Comme prévu, la jeune femme ne tarda pas. Elle pénétra dans la demeure et posa un instant son fardeau, un seau de métal rempli de terre et de cendre. Elle expira en s’essuyant le front d’un revers de bras et entreprit de renouer le tissu blanc dans ses cheveux pour les relever et les maintenir en place, en vain. Quelques mèches ondulées s’entêtaient toujours à retomber autour de son visage. Karel sourit : il n’aimait pas quand rien ne dépassait.
Il s’empressa de la rejoindre et lui demanda s’il pouvait l’aider. Elma sourit et lui tendit une main en guise de réponse. Karel fut ravi et saisit aussitôt l’anse. Le seau se révéla trop lourd. L’amusement s’afficha sur les traits d’Elma qui lui proposa de le porter à deux.

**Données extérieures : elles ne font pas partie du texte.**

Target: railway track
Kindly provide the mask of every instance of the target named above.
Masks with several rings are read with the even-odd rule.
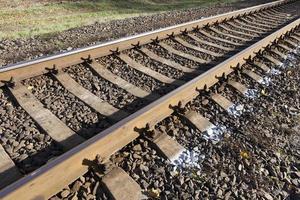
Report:
[[[298,47],[296,3],[277,1],[1,68],[0,197],[49,198],[95,168],[96,155],[102,165],[136,138],[176,160],[187,146],[159,128],[174,113],[208,138],[222,132],[195,104],[209,99],[238,113],[230,95],[208,88],[221,81],[251,96],[250,81],[267,84],[264,74]],[[138,198],[130,173],[113,166],[99,175],[108,193]]]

Karel accepta, heureux de se rendre utile. Elma l’emmena tout à l’opposé du couloir, jusqu’aux escaliers abîmés qui descendaient vers les sous-sols. Le petit garçon comprit qu’elle l’emmenait dans la serre.
Les terres de la région étant devenues stériles, il avait bien fallu concevoir un moyen pour y vivre toutes ces années. Avec un rien, Serymar avait été capable de créer des systèmes allant du plus simple au plus complexe. Il avait usé de son ingéniosité pour rendre ce vieux bâtiment le plus viable possible.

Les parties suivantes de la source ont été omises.